To this end, the members of the family did such remarkable things as voluntarily signing covenants that make it all but impossible for the Times company to be acquired by a hostile takeover. The family’s control of the company is secured by their ownership of a special category of stock that elects a majority of the company’s board. Any family member wishing to sell this special stock must first offer it to other family members or convert it to the ordinary stock that is available on the New York Stock Exchange. Giving up the power to sell this powerful voting stock outright cost the family an estimated billion dollars in the premium the stock would have brought on the open market. They signed the covenants after about a 20-minute conversation. As Iphigene famously said, “We are not a family to own yachts.” It has never been about money.
That said, there can be no doubt that the depressed stock price and disappearance of dividends in the past several years has made the family significantly poorer.

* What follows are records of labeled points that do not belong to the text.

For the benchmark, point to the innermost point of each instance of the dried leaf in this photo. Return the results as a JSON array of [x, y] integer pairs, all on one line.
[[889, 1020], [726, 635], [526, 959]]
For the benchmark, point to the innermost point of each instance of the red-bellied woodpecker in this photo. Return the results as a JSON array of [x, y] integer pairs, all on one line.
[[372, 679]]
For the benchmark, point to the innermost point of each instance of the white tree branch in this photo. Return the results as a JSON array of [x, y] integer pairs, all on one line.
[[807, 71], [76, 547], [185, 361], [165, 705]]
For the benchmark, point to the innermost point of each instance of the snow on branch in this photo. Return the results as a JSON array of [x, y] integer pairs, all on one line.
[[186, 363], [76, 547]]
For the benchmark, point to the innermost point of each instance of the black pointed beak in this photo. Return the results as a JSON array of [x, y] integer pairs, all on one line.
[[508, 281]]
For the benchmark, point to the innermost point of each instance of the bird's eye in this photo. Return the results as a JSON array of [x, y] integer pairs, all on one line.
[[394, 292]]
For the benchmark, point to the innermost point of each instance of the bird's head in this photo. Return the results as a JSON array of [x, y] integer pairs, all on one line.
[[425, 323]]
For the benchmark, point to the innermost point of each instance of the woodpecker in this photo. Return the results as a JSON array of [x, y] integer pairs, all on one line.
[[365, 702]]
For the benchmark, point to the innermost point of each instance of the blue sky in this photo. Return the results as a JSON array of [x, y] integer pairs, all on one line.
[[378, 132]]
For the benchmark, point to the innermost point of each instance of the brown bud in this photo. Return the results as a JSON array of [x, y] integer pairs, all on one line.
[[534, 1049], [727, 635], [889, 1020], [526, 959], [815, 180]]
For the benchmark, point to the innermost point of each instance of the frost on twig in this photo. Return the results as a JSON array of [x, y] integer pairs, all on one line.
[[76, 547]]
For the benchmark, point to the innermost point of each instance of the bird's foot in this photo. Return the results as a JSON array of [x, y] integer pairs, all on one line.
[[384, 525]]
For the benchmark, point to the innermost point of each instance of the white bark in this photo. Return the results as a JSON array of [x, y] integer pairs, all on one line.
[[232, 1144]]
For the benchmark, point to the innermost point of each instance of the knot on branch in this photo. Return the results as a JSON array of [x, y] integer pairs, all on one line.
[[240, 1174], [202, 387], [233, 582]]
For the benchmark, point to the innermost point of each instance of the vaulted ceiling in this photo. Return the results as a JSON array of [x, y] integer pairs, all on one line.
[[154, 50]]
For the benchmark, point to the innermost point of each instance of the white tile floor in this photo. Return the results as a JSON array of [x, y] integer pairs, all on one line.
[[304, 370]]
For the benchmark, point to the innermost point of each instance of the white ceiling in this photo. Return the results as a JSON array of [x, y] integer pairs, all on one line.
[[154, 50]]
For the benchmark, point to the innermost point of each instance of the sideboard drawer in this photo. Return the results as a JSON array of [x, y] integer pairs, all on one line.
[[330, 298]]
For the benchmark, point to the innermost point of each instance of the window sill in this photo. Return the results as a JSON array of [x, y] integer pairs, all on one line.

It is in just such strained financial circumstances that some family members or in-laws emerge to express complaints, demand new leadership, or even put the company in play to be sold. It was just such a situation that led to the Bancroft family selling Dow Jones to Rupert Murdoch.
As a practical matter, that couldn’t happen to the Times, even if such an apostate group of family members wished it to. The covenants are too tight. The passing of Punch, who was without question the head of the family, will not change that. The head of the family now is most likely to be a status conferred jointly on his two surviving sisters, Ruth and Marion. And when they pass, my guess is that it will not pass to an individual, but to the collective family as a whole. Another of the family’s extraordinary moves to preserve itself was to make participation in family governance open to all members of the increasingly dispersed descendants of Adolph Ochs. And to make in-laws full members of that governance, which was a brilliant stroke.
Arthur Sulzberger Jr. and his first cousin Michael Golden are the two members of the fourth generation to lead the Times, but a fifth generation is embedded into the fabric of the company. It would be all but unthinkable that the top job would not be passed yet again to a family member. And though there will be a power struggle for who gets what, it will most likely be kept from public view.
This lack of public family drama and bloodletting is deeply frustrating to some. About a year ago, I received a call from a British newspaper broker who specialized in finding angry family members and using them to put a property in play. He knew that the Times company’s stock price had plummeted and that dividends to family members had been savaged. Because my late wife, Susan E. Tifft, and I had written a book about the family, he asked if I had heard any whispers of mutiny and rebellion among them.
“I haven’t heard a peep,” I said. His voice almost broke as he lamented with a sigh, “Me neither.”